# A little walk



## annetony (May 1, 2005)

not for the fainthearted http://www.brightcove.tv/title.jsp?title=1438490562 8O 8O 8O

Anne


----------



## StAubyns (Jun 4, 2006)

Definately not for the feint hearted!

There is no way that I could experience this walk other than through this video.

Thanks for the link

Geoff


----------



## geraldandannie (Jun 4, 2006)

Fantastic video, Anne.

Amazing when you think the walkway was built between 1901 and 1905.

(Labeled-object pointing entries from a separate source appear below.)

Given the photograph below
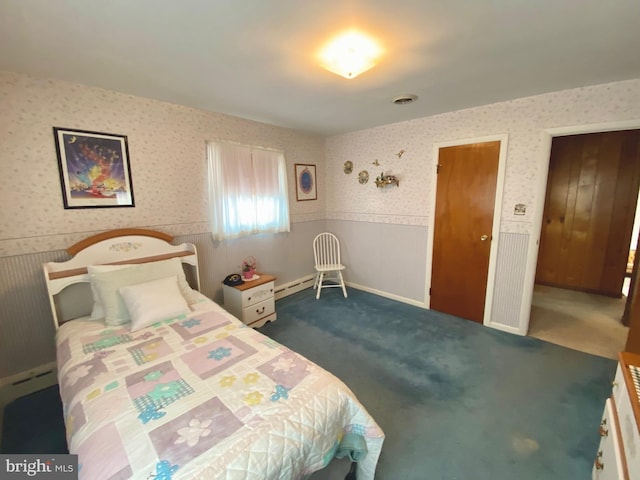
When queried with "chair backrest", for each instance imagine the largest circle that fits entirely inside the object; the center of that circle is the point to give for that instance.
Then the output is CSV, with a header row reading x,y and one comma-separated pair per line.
x,y
326,249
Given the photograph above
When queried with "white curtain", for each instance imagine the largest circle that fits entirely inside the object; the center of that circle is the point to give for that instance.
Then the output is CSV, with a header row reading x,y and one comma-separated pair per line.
x,y
247,190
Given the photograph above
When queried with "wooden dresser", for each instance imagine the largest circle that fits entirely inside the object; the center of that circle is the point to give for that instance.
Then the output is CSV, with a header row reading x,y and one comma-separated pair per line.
x,y
618,455
253,301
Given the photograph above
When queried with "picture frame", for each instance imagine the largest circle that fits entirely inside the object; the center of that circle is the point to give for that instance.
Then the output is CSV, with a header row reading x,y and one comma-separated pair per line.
x,y
94,169
305,182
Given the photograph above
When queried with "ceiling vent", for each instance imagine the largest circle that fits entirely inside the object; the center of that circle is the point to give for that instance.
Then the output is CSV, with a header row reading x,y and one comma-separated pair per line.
x,y
405,99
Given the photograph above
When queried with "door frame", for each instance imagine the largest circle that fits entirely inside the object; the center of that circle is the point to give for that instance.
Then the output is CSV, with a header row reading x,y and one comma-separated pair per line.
x,y
497,214
540,196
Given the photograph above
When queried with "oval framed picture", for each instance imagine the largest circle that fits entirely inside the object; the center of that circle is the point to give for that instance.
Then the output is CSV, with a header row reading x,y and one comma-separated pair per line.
x,y
305,182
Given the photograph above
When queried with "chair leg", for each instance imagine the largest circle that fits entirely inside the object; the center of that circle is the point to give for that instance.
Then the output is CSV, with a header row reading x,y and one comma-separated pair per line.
x,y
344,290
320,278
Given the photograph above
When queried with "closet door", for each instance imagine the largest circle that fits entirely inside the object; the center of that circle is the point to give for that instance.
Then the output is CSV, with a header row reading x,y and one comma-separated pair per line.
x,y
592,191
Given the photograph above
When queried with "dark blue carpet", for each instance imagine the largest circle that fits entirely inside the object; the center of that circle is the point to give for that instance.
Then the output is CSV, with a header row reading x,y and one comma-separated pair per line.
x,y
456,400
34,424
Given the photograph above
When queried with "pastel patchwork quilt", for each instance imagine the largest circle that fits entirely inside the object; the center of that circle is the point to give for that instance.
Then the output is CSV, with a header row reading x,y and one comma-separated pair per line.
x,y
202,396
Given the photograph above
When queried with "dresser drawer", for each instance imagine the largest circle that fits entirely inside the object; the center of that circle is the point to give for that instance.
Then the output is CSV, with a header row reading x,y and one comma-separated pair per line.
x,y
630,434
257,294
619,388
258,311
609,463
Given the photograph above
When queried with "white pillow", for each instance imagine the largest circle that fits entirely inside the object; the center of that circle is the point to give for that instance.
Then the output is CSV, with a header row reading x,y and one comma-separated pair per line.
x,y
153,301
97,313
107,283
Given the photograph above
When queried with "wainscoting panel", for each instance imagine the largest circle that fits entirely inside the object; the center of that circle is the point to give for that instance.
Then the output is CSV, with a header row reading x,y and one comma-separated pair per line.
x,y
26,325
509,283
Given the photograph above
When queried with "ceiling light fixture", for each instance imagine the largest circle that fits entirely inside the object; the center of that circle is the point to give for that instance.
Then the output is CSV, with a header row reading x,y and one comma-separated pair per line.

http://en.wikipedia.org/wiki/Caminito_del_Rey

Gerald


----------



## annetony (May 1, 2005)

Thanks for that link Gerald, I wouldnt mind a visit to the area when we go to Spain in June/July, depending on how far it is from where we are staying

Not to walk the path though you understand :roll: :roll: 

could get some nice piccys  

Anne


----------



## geraldandannie (Jun 4, 2006)

A couple of things I found amazing:

1) That the whole thing seemed to be held up by rusty scaffolding poles

2) That the person filming did it holding a video camera 8O 

Gerald


----------



## hilldweller (Mar 8, 2008)

Gee Wizz. That raised my pulse rate.

Aerobatics - Love.

Fast bikes - Love.

Could I do that - no way.


----------



## JockandRita (Jun 1, 2005)

Hi all,

My heart nearly stopped a couple of times whilst watching that. 8O 8O 8O 

Thanks to Anne and Gerald for the links.

I have to assume that it is not a H&S Executive promotional video. :lol: :lol: :lol: 

Jock.


----------



## 107088 (Sep 18, 2007)

I got vertigo watching it, and felt the need to throw myself off the settee.


God I hate heights.


----------



## Jiggles (Apr 17, 2007)

An exciting video indeed and I fly microlights for a hobby! Never be allowed in this country of course, Health and Safety but I see the government have indeed closed the entrances but people still find a way to get on the walk, amazing. Thanks again.
John


----------



## crazylady (Oct 13, 2005)

I was petrified watching that.


----------